The end of 1996 saw the birth of a new Russian
newspaper -- "Chest i Rodina" [Honor and the Motherland].
The founder of the publication is the Moscow branch of the eponymous public
movement, and the publisher is the movement itself. The newspaper
is unlikely to publish on a regular basis for the time being and its publication
will, perhaps, be timed for events important for the movement and its leader
Aleksandr Lebed.
The newspaper will have eight pages and publish
in 10,000 copies is rather evidence of the financial possibilities of the
former Security Council secretary's supporters than of the estimated
potential demand for the new publication. From direct and indirect
indications, the new newspaper will become a typical party publication
of the post-Soviet period. With the difference that Lebed has
created a movement and a party of a leaderist [vozhdistskiy] type.
As a result, three pages of the newspaper, out of the eight, carry Lebed's
report at the Third Conference of the Chest i Rodina movement, one
carries his picture and the other pages are taken up by "pro-Lebed"
political and economic analysis of the Russian situation, letters
from the general's supporters to their idol (that this is so is seen
from the tone of the missives) and a brief record of the general-led
movement's one-year-long existence.
With regard to the visuals, they consist of
three pictures of the general and three anti-government cartoons.
The quality of printing is typical of this sort of party publications.
The contents side of the material included in the publication reflects
to a certain extent the movement's political characterization of the movement
and its leader. Aleksandr Lebed's report contains analysis
of the situation in Russia, the general's own conclusions, the description
of his 133-days "experience of being in power" with eight points
proving his extreme usefulness for the state and the country's population,
proposals on vital problems of policy and economics stressing the
restoration of order, as well as the idea of a well-known politicians
on the creation of a "third road" party which is supposed
to merge with the Chest i Rodina movement in the capacity of a collective
member.
The remaining material gives a devastating
characterization of the socioeconomic and political situation in Russia.

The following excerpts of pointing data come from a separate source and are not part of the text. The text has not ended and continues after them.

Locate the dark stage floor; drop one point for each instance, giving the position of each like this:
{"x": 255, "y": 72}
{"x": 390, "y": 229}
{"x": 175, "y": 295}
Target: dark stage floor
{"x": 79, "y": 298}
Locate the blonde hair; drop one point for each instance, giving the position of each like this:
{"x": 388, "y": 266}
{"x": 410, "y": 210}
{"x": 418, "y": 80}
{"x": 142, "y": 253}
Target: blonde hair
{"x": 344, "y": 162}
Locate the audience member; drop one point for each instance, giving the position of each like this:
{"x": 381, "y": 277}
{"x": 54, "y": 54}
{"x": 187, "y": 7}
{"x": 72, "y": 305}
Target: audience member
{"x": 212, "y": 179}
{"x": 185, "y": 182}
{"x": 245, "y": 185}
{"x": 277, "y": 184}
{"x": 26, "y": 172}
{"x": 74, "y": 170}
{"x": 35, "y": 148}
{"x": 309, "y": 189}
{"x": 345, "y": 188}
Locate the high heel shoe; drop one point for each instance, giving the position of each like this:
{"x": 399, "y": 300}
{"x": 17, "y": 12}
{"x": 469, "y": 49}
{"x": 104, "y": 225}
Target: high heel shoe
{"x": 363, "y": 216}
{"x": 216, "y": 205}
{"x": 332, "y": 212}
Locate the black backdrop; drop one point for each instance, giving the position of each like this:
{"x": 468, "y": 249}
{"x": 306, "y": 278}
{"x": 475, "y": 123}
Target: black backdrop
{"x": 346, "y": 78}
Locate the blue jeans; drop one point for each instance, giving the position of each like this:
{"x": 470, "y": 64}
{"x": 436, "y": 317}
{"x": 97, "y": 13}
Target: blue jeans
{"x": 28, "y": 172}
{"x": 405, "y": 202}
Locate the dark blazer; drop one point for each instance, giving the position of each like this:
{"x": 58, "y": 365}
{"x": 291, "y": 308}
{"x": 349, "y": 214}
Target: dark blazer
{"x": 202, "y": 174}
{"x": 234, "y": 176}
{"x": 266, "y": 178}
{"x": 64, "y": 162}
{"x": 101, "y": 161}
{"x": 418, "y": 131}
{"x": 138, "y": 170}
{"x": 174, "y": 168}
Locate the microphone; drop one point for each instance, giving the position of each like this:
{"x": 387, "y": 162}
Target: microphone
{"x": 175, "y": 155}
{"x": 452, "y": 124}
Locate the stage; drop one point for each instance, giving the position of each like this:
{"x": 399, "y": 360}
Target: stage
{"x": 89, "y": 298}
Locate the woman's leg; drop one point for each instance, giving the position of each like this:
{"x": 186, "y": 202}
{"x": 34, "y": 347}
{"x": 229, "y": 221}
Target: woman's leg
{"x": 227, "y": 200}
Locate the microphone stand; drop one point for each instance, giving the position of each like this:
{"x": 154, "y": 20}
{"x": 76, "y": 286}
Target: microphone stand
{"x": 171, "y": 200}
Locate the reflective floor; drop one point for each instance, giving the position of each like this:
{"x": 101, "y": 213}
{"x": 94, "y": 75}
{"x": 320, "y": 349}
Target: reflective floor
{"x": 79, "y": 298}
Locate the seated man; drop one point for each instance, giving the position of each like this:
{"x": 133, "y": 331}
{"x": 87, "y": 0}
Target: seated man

If the first issue of the publication under review is any guide,
time and political vicissitudes have failed to alter either the movement,
which is the founder and publisher of the new publication, or its
leader. Despite all declarations on broadening the social base
of Chest i Rodina, the newspaper's material is clearly oriented toward
Lebed's supporters among the officer corps and retired officers who constitute
the movement's nucleus. Lebed's report does not contain a single
word of self-criticism. However, the issue under review may very
well prove untypical of further issues of the newspaper.